28-10-2025 - Posted by Geert-Jan

Originally posted on May 20, 2006 – by Andre Piet

On the Bible youth forum I’ve taken part in a discussion over the past few days in response to my previous weblog. Below is a compilation of some contributions:

The offering of Christ concerns His resurrection. First, He was slain (Golgotha), and then exalted in His resurrection. That is a fragrant aroma to God. His death, on the other hand, was a curse.

Jesus bore our sins in His body on the wood (1 Pet. 2:24). What does that mean? The same verse gives the answer. It refers to the stripes and blows He endured. Those stripes were our sins, and He suffered in His body the weight of them.

That God has indignation over His creatures does not make Him their enemy. On the contrary! It is always His love that seeks the welfare of His creations. They are His own creations…

God does not forgive because of the cross, but IN SPITE OF the cross. The cross proves how far God goes in forgiveness.

Because of our transgressions and iniquities He was pierced and crushed- that is, everything that was done to Him was full of transgression and iniquity.

The idea behind Golgotha as a ransom (e.g., 1 Tim. 2:6) is this:
we humans are in slavery to death (and thus to sin), and in order to be freed from it (> resurrection), a price had to be paid (death). The ransom is not paid TO God, for the simple reason that it was not God who held us captive.

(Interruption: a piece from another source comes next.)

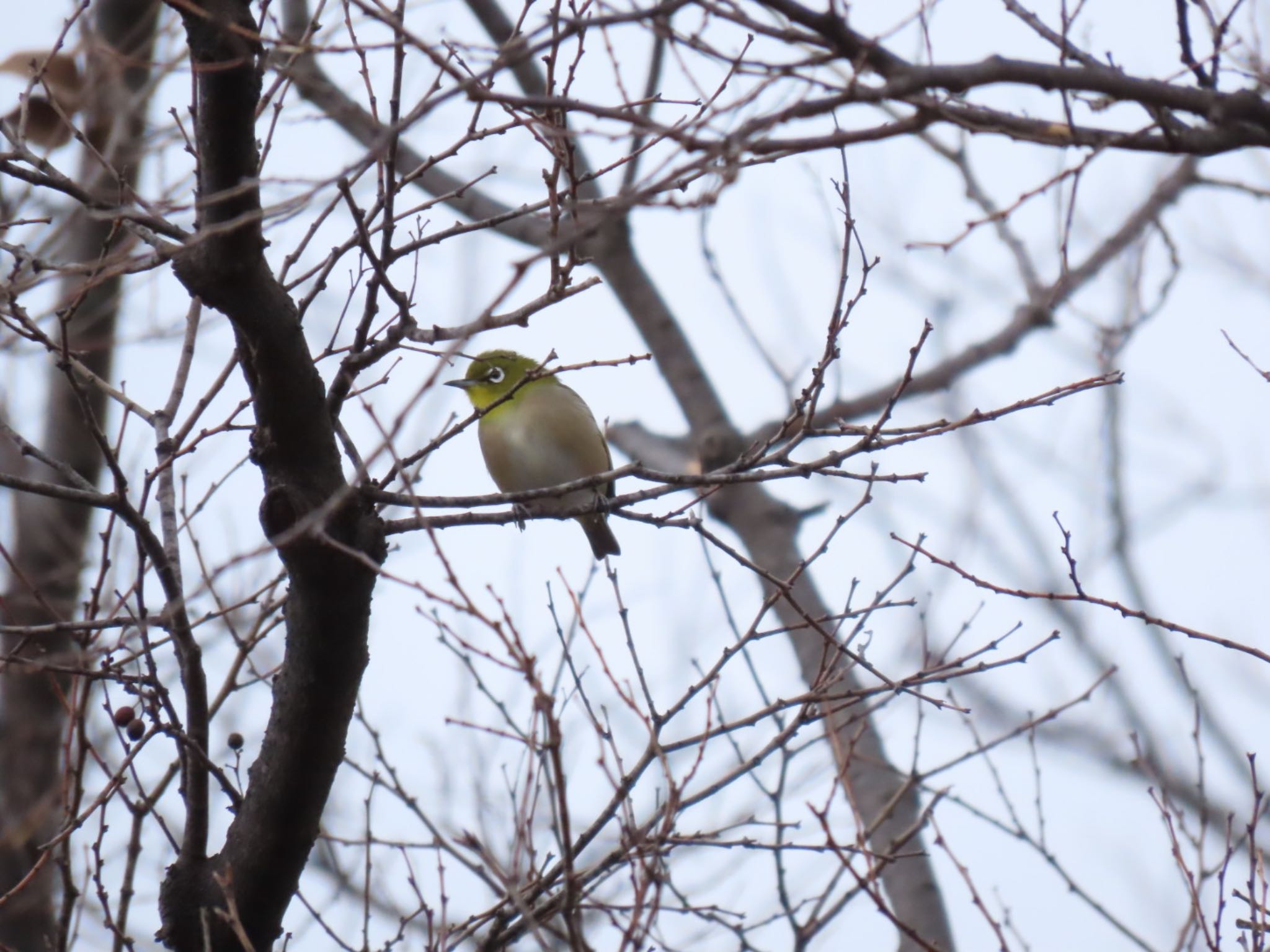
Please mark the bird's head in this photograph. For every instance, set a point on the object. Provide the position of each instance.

The idea behind Golgotha as debt payment (atonement through satisfaction) is this:
we humans have a debt, and God cannot simply forgive (!) and demands repayment. Jesus, in His painful death, paid the price that we humans supposedly owed to God. God found satisfaction in Jesus’ suffering and death.

The more I reflect on this latter view, the more repulsive it becomes to me. It is a complete distortion of the Biblical truth of conciliation. For it assumes…

  • that God had to be conciliated, instead of mankind;
  • that God found satisfaction in Golgotha, instead of it being a curse to Him;
  • that on Golgotha the debt was settled, instead of the debt reaching its climax.

God had the “problem” of a hostile world. Conciliation (the word Paul uses) is not about sin(s), but about enmity. It is enemies who need to be conciliated (see also Rom. 5:10 and Col. 1:21).

How do you make someone give up their enmity? Romans 12:20 gives the answer: by feeding him when he is hungry (Rom. 12:20). That is what Joseph did in Egypt. He had been sold there in hostility, and now his brothers came to him in hunger. And what did he do? He gave them food! Without reproach! He did not reckon their transgressions to them (cf. 2 Cor. 5:19). More than that: he told them that it was not THEY who had sent him to Egypt, but GOD (Gen. 45:7,8; cf. Acts 2:23). To give them life! A beautiful ‘picture’ of conciliation.

God does not reckon it to the world that they killed His Son, because it is precisely in this way that He will give them Life. In doing so, He not only gives them Life, but also wins their hearts!

The cross of Christ is God’s means to conciliate the world to Himself. The cross is the convincing proof of God’s love. As soon as this penetrates, we have peace with God and the enmity is over. God HAS not yet conciliated the world to Himself but is in the process of doing so. “God was in Christ conciliating the world to Himself…” As long as there are still enemies, the conciliation is not complete. That part lies in the future.